Closed zonca closed 4 years ago
@pibion let's try to decide what is the best strategy to host the data.
We cannot use the standard Openstack volumes because they do not support multi-attach to multiple instances.
1) One option could be to use Manila on Jetstream which provides a NFS service which is handled by Openstack so we don't have to manage it. This provides a standard read/write filesystem we can mount on all pods.
2) Or deploy our own NFS server, actually we can probably use the NFS server we use for CVMFS to also serve this 50GB volume read/write.
3) Better, especially for distributed computing with dask, would be to use object store (like Amazon S3), which is automatically accessible by all pods. But to make best use of this we should store data in Zarr see https://zonca.github.io/2018/03/zarr-on-jetstream.html
A few questions:
If you agree, I would like to try object store first, that would be the most natural data store for a cloud deployment, and is common also for Pangeo.
can you load some sample data using object store on jetstream? Login to Horizon: https://iu.jetstream-cloud.org/project/containers/
Create a container, public if possible, then upload some raw and processed files.
Then can you provide a snippet of Python to read both kind of data into arrays (assuming local storage, I'll adapt it to read from object store)? a notebook is best, upload to gist.github.com and then link here.
That sounds good. Public data means I'll need to coordinate with the collaboration, I'll let you know if that will take longer than a week.
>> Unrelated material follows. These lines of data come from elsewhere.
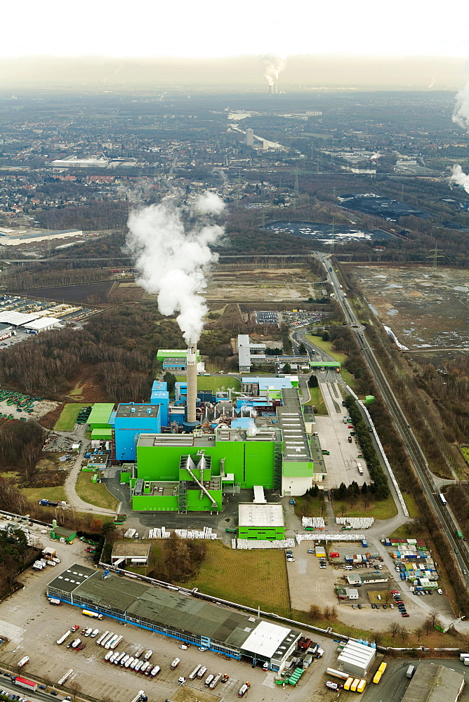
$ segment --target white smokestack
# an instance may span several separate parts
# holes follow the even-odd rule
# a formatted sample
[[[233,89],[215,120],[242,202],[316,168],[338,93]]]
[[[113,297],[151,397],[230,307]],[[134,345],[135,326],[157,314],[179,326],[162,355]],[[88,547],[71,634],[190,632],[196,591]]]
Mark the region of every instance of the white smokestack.
[[[139,272],[136,282],[158,296],[161,314],[179,313],[177,322],[187,345],[200,337],[207,312],[201,292],[209,265],[218,260],[209,244],[224,232],[211,218],[224,208],[218,195],[206,192],[192,208],[169,196],[128,216],[126,244]]]
[[[466,192],[469,192],[469,176],[467,176],[461,166],[455,165],[451,169],[451,174],[449,176],[449,182],[455,183],[458,185],[462,185]]]
[[[187,381],[187,422],[190,424],[194,424],[195,423],[195,407],[197,399],[197,344],[192,344],[187,349],[185,373]]]

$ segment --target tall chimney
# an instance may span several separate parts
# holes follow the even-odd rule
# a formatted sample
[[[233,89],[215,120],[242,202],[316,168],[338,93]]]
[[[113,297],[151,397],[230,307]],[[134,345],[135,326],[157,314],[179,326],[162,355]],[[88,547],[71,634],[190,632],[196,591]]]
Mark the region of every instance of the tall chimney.
[[[189,424],[195,423],[195,404],[197,399],[197,348],[192,344],[187,349],[185,363],[187,380],[187,419]]]

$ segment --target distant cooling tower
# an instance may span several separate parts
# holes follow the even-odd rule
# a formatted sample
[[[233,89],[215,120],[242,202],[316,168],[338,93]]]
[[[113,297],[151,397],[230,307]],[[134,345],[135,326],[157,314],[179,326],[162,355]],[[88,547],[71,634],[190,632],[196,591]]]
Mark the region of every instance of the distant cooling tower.
[[[186,379],[187,381],[187,417],[186,431],[191,430],[197,425],[195,406],[197,399],[197,349],[192,344],[187,349],[185,363]]]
Okay, a small data set is uploaded to a public container.
This repository linked below contains code that reads in CDMS data sets and also has examples. The tutorial that uses the uploaded data is examples/LoadandPlot.ipynb
.
Repository: http://titus.stanford.edu:8080/git/summary/?r=Analysis/pyCAP.git
@zonca I have a user who's interested in working on a data set that's approximately a TB. I think the current allocation is for 500 GB. For now he's going to work on some smaller data sets, but I wanted to ask if a TB data set might be possible.
Is there another resource I should request for larger data sets?
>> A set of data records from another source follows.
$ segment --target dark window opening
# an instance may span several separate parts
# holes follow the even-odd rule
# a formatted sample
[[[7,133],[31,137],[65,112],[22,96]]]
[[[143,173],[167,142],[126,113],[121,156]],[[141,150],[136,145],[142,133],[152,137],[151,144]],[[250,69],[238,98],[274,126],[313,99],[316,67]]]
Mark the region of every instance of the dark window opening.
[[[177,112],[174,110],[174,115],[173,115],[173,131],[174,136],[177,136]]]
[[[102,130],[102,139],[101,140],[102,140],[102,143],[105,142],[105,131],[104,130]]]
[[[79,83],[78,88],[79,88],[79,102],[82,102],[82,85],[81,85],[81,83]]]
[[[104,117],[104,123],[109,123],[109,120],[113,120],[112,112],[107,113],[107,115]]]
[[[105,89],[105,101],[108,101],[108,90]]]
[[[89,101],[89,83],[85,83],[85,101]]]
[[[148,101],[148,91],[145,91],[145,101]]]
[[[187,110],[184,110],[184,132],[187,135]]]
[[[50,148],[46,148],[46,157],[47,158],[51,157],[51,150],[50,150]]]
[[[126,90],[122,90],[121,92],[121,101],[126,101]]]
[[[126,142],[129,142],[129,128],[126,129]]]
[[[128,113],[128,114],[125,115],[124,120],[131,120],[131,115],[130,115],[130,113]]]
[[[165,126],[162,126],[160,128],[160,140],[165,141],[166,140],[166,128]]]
@jlf599 is space on object store on Jetstream metered? if so, how do we ask for an allocation of a couple of TB?
@zonca -- the object store has quotas like block store does, though they are set separately. If the allocation doesn't have a storage allocation at all, they'll need to request it (http://wiki.jetstream-cloud.org/Requesting+additional+SUs+or+storage+for+Jetstream+--+Supplemental+Allocations). If they already have a storage allocation, they'll need to open a ticket requesting object store access and how much of their storage quota they want dedicated to object store.
thanks @jlf599!
@pibion, please contact the XSEDE helpdesk and ask for extra 2 TB on object store and keep the 500GB on block store.
@zonca do you know if this would be a "Jetsream Storage" supplemental request?
@pibion -- if you do not have storage for your allocation, yes, it would be.
@pibion you already have storage, so you should go through the help desk, not the supplemental request
@zonca thanks, I've submitted a request.
@zonca https://iu.jetstream-cloud.org/project/containers/ uses TACC login credentials, correct?
I'm trying to set up access so another person in our collaboration can add data.
yes, I think you should also add them to your XSEDE allocation, see https://iujetstream.atlassian.net/wiki/spaces/JWT/pages/31391748/After+API+access+has+been+granted
It would be useful to first test with a smaller dataset, like 10/20 GB.
The most important thing is that your software is modified so it can read data directly from object store, we do not want to download data from object store to the local disk.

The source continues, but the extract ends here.